A tese do alegado cientista e alegado norte-americano Paolo Tagaloguin resumia-se ao “facto” de que refeitas as contas existiam 2948 dias a acrescentar à anterior previsão, a de 21 do 12 de 2012. Segundo o The Mirror, Tagaloguin teria avisado no Twitter que “se se seguisse o calendário juliano, o ano em que estaríamos tecnicamente seria o de 2012. Ao fazer a passagem para o calendário gregoriano, perderam-se a cada ano 11 dias entre 1752 e 2020. Ou seja, os tais 2948 dias que coincidem com este 21 de junho.
A crer nesta nova contabilidade, tudo aconteceria já neste domingo.

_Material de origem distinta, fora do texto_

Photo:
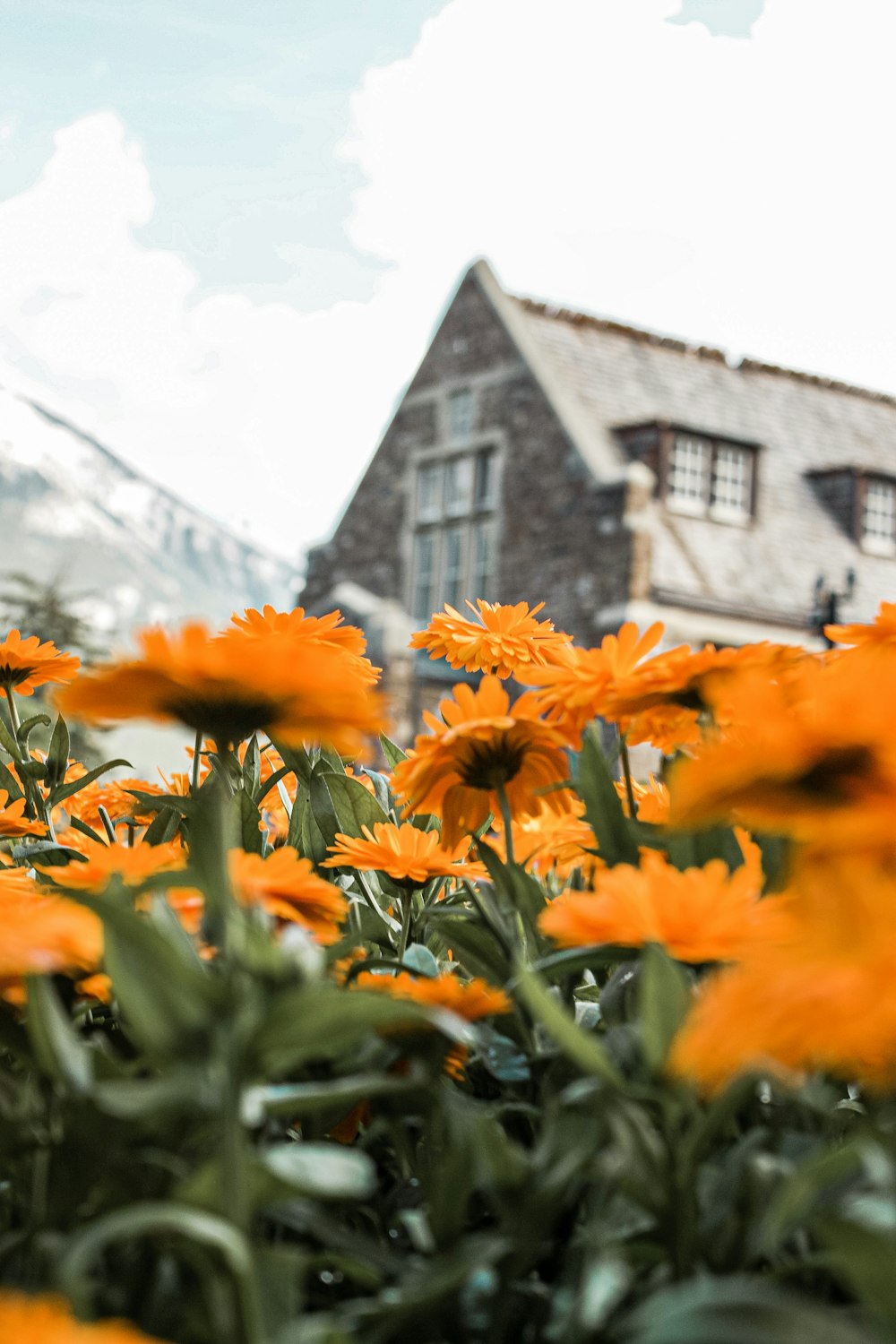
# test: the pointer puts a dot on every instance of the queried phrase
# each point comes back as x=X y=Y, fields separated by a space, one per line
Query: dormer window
x=697 y=473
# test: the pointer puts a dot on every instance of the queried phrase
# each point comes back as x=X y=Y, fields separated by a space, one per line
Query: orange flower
x=503 y=640
x=48 y=1320
x=13 y=822
x=552 y=840
x=289 y=889
x=234 y=685
x=813 y=753
x=26 y=664
x=132 y=865
x=469 y=999
x=42 y=933
x=882 y=631
x=820 y=995
x=484 y=745
x=700 y=914
x=405 y=852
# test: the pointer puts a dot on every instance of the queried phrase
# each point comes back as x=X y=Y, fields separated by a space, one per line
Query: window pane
x=424 y=575
x=458 y=483
x=732 y=481
x=461 y=414
x=452 y=574
x=689 y=472
x=429 y=492
x=879 y=521
x=482 y=574
x=484 y=481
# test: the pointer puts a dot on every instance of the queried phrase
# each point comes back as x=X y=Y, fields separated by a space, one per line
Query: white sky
x=737 y=191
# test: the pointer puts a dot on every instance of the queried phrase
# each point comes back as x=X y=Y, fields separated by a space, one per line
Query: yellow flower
x=48 y=1320
x=289 y=889
x=26 y=664
x=405 y=852
x=501 y=640
x=13 y=822
x=484 y=745
x=233 y=685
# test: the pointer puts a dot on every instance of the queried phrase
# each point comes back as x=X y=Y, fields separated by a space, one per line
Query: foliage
x=306 y=1104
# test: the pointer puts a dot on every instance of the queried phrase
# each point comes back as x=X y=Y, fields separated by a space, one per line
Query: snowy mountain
x=131 y=551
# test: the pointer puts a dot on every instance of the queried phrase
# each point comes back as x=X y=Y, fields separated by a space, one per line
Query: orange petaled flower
x=820 y=996
x=405 y=852
x=882 y=631
x=578 y=683
x=289 y=889
x=233 y=685
x=813 y=753
x=469 y=999
x=13 y=822
x=651 y=800
x=700 y=914
x=48 y=1320
x=549 y=840
x=131 y=865
x=501 y=640
x=26 y=664
x=42 y=933
x=484 y=745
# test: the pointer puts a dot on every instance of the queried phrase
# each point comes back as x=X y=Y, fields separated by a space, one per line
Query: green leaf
x=322 y=1171
x=58 y=753
x=56 y=1046
x=602 y=806
x=581 y=1047
x=664 y=997
x=67 y=790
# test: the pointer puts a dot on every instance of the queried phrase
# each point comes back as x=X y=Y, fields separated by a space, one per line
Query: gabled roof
x=600 y=375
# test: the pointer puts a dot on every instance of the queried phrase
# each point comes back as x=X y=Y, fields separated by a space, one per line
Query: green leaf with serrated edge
x=602 y=806
x=67 y=790
x=392 y=752
x=10 y=782
x=56 y=1046
x=664 y=997
x=581 y=1047
x=58 y=753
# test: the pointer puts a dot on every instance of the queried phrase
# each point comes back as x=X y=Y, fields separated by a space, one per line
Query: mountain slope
x=134 y=554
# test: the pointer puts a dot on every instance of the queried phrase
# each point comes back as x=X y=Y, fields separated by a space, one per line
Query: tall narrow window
x=879 y=518
x=424 y=594
x=689 y=473
x=731 y=481
x=461 y=414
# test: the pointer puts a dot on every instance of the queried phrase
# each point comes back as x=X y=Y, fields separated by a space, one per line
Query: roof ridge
x=578 y=317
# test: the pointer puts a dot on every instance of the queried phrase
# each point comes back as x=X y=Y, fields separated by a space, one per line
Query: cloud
x=729 y=191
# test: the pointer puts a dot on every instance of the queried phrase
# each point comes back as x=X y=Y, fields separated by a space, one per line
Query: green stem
x=626 y=771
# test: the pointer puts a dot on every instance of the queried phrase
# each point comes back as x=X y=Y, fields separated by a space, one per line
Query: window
x=461 y=414
x=879 y=516
x=452 y=554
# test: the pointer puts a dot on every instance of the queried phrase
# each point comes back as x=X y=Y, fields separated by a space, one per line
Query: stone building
x=614 y=473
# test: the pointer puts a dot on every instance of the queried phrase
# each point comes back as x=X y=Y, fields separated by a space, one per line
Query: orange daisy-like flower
x=42 y=933
x=482 y=746
x=812 y=754
x=405 y=852
x=131 y=865
x=882 y=629
x=469 y=999
x=288 y=887
x=700 y=914
x=13 y=822
x=48 y=1320
x=26 y=664
x=500 y=642
x=233 y=685
x=818 y=996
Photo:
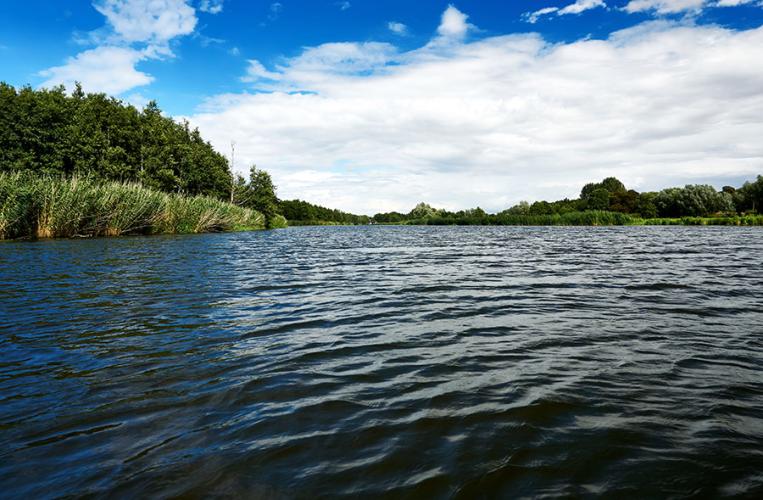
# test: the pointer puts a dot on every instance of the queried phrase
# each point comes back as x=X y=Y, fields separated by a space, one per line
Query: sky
x=372 y=106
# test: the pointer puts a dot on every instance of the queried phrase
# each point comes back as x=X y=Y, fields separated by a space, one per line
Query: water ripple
x=398 y=361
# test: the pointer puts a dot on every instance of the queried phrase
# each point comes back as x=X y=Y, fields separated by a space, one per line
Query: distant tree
x=645 y=205
x=751 y=196
x=422 y=210
x=692 y=200
x=263 y=193
x=521 y=208
x=598 y=199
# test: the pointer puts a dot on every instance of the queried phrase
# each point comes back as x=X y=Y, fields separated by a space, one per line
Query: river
x=433 y=362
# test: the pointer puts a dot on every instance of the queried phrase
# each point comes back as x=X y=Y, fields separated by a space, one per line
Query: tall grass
x=587 y=218
x=734 y=220
x=51 y=207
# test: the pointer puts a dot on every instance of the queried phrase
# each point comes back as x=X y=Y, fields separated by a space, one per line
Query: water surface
x=407 y=361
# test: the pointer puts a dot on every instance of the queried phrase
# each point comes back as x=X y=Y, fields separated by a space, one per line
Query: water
x=407 y=361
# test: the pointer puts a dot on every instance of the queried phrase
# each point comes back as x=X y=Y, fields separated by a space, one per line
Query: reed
x=53 y=207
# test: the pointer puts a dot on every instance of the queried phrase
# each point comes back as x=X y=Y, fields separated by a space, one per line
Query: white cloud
x=532 y=17
x=453 y=23
x=103 y=69
x=577 y=7
x=324 y=63
x=139 y=30
x=256 y=72
x=397 y=28
x=211 y=6
x=501 y=119
x=155 y=21
x=680 y=6
x=581 y=6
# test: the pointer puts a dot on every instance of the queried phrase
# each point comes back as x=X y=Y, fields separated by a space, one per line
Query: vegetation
x=50 y=207
x=301 y=213
x=90 y=165
x=609 y=202
x=47 y=132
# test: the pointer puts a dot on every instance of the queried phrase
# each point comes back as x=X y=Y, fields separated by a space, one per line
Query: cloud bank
x=458 y=123
x=137 y=30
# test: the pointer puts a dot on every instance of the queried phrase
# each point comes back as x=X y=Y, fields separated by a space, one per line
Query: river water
x=432 y=362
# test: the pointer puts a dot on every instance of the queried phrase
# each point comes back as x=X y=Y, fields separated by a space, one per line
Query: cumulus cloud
x=397 y=28
x=680 y=6
x=136 y=30
x=103 y=69
x=504 y=118
x=453 y=23
x=573 y=8
x=154 y=21
x=211 y=6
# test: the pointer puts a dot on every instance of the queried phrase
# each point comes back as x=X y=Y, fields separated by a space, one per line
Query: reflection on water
x=402 y=360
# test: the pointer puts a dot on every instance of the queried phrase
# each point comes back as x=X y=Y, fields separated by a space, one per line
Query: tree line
x=609 y=195
x=50 y=132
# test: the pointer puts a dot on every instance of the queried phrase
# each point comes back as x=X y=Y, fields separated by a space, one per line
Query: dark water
x=426 y=362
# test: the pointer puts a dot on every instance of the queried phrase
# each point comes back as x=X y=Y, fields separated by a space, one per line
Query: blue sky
x=374 y=105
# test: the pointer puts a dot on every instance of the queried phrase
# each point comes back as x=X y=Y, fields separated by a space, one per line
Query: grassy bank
x=737 y=220
x=52 y=207
x=586 y=218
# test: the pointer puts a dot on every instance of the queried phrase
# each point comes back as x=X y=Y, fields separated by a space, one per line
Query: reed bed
x=53 y=207
x=734 y=220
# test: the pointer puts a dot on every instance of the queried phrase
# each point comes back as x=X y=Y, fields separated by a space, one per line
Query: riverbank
x=584 y=218
x=53 y=207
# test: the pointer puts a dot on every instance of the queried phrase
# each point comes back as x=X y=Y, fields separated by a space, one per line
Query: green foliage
x=598 y=199
x=587 y=218
x=48 y=132
x=749 y=198
x=33 y=206
x=692 y=201
x=607 y=203
x=300 y=212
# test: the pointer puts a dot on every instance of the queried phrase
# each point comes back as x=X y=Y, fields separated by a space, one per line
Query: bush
x=52 y=207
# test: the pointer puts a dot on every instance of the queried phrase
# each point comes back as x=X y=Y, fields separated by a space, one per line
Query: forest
x=609 y=202
x=52 y=134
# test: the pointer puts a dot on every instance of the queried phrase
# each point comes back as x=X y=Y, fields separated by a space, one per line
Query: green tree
x=263 y=193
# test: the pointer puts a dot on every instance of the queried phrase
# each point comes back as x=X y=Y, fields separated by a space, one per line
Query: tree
x=598 y=199
x=263 y=193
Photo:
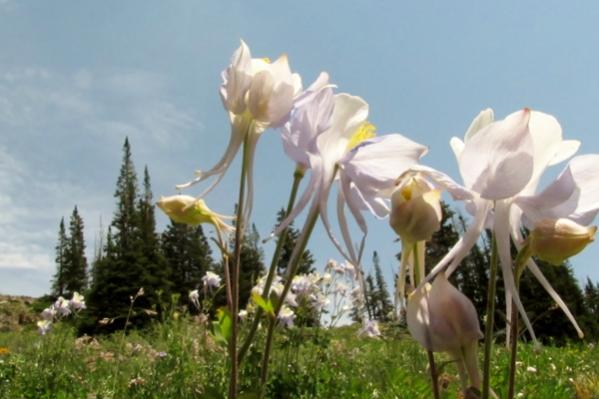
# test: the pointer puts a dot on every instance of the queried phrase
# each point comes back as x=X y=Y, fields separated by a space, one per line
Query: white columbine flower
x=77 y=302
x=44 y=326
x=370 y=328
x=194 y=297
x=211 y=280
x=501 y=163
x=257 y=94
x=286 y=316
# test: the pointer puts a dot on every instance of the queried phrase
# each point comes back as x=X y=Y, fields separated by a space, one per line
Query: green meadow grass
x=179 y=359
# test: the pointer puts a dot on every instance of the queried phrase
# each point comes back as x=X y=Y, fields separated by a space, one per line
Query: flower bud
x=189 y=210
x=415 y=210
x=441 y=318
x=556 y=240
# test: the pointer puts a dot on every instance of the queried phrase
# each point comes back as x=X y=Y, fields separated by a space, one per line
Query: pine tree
x=306 y=262
x=75 y=271
x=188 y=257
x=58 y=283
x=381 y=294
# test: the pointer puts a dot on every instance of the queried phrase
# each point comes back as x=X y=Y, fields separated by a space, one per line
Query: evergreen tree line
x=131 y=255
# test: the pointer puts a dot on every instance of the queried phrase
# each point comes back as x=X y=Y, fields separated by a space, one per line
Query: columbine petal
x=573 y=195
x=497 y=161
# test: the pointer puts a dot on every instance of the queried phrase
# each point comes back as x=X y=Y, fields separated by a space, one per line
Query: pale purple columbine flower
x=211 y=280
x=257 y=94
x=194 y=298
x=370 y=328
x=286 y=316
x=501 y=163
x=44 y=326
x=62 y=307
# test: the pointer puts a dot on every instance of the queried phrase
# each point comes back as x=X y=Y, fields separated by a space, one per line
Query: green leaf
x=267 y=306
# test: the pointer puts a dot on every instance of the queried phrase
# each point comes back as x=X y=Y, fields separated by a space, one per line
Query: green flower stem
x=520 y=266
x=297 y=178
x=234 y=272
x=294 y=262
x=490 y=319
x=430 y=355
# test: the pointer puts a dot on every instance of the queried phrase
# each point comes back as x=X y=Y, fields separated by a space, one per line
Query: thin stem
x=490 y=319
x=292 y=267
x=431 y=356
x=297 y=177
x=239 y=227
x=514 y=332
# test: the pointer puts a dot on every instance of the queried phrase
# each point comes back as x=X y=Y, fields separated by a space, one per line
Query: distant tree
x=75 y=271
x=307 y=261
x=188 y=257
x=58 y=282
x=381 y=294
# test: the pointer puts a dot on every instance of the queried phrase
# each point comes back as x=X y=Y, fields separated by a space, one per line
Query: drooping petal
x=311 y=115
x=376 y=163
x=349 y=113
x=236 y=80
x=502 y=237
x=573 y=195
x=497 y=161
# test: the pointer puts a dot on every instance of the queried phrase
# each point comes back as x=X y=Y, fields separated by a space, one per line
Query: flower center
x=364 y=132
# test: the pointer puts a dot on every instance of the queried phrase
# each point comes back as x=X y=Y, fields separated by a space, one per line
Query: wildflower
x=77 y=302
x=555 y=241
x=442 y=319
x=44 y=326
x=189 y=210
x=62 y=307
x=286 y=316
x=257 y=94
x=211 y=280
x=194 y=298
x=370 y=329
x=415 y=210
x=501 y=163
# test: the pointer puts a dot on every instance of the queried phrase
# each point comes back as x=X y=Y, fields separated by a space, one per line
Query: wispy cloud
x=60 y=135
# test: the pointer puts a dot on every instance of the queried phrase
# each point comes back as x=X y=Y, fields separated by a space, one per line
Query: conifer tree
x=75 y=271
x=188 y=257
x=58 y=283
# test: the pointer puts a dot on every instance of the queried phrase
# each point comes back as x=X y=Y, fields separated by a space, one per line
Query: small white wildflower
x=77 y=302
x=211 y=280
x=370 y=329
x=194 y=297
x=286 y=316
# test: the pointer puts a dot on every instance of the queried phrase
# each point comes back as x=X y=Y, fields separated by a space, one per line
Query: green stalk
x=521 y=259
x=236 y=267
x=490 y=319
x=297 y=177
x=292 y=267
x=430 y=355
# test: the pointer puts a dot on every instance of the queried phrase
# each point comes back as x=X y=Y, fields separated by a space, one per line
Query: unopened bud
x=555 y=240
x=415 y=210
x=189 y=210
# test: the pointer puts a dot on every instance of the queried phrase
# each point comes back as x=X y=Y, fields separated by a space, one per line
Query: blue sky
x=77 y=77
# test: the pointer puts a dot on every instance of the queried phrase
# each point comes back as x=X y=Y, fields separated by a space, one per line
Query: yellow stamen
x=364 y=132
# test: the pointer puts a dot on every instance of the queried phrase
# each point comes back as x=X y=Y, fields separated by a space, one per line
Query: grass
x=179 y=359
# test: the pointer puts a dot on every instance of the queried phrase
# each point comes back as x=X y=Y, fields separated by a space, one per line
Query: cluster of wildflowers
x=330 y=139
x=59 y=309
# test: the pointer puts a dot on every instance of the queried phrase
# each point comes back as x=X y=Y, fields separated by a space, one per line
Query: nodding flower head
x=189 y=210
x=415 y=210
x=555 y=241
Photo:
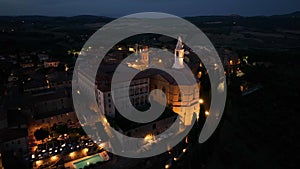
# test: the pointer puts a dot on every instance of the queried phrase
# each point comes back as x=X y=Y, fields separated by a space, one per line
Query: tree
x=41 y=134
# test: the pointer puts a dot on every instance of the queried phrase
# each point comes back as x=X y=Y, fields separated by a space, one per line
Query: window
x=154 y=126
x=164 y=90
x=179 y=97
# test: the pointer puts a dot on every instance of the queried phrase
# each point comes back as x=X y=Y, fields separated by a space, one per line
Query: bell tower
x=178 y=55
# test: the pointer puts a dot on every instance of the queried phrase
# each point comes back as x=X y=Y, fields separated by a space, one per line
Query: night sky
x=116 y=8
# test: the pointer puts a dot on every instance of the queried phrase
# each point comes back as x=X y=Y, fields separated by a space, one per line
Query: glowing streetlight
x=53 y=158
x=72 y=155
x=206 y=113
x=38 y=163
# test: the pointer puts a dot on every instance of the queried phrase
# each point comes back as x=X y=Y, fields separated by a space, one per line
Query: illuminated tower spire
x=178 y=55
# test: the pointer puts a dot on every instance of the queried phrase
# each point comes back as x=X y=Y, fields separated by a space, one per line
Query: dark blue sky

No entanto, houve quem fizesse essas mesmas contas do “cientista” Tagaloguin e encontrasse várias discrepâncias na mudança dos calendários juliano para o gregoriano e, pior, que o anterior dia do apocalipse, o de 21 de dezembro de 2012, já estava errado na conversão dos referidos calendários juliano para o gregoriano, em cima do calendário maia que serviu de inspiração original. Mais, os maias não utilizavam uma contagem do tempo como aquelas para que o seu calendário foi convertido, daí que qualquer previsão futura não passe de uma especulação.
Talvez este apocalipse tivesse tido mais popularidade se não fosse o efeito da quarentena devido à pandemia da covid-19, essa sim um verdadeiro apocalipse global!
No entanto, várias autoridades foram ouvidas nos últimos dias para esclarecer a probabilidade do fim do mundo segundo os maias. E o que acontece é uma quantidade de desmentidos pois, além de a NASA já ter afirmado que “estas teorias não passam de mentiras sem qualquer prova que sustente as conspirações nos livros publicados, documentários ou em tudo o que corre na internet”, também um responsável da Astronomia do Dubai veio dizer que “a ciência requer um esforço para ser compreendida e esta é uma oportunidade de ouro para as pessoas não acreditarem neste tipo de mensagens”.
Outros especialistas recordam que a civilização maia jamais se preocupou em prever o fim do mundo e que esta data assume importância no seu calendário porque representava o fim de um ciclo do tempo, como o de o ano acabar em dezembro. Opinião que um astrónomo da Universidade de Maryland, John B. Carlson, já explicara ao afirmar que o calendário maia não terminava a 21 de dezembro de 2012 nem continha previsões apocalípticas, e que essas deduções eram “um engano e uma leitura incorreta do calendário”. Que, referiu, regride na contagem do tempo a antes do Big Bang e que coloca a criação do mundo há pouco mais de cinco mil anos.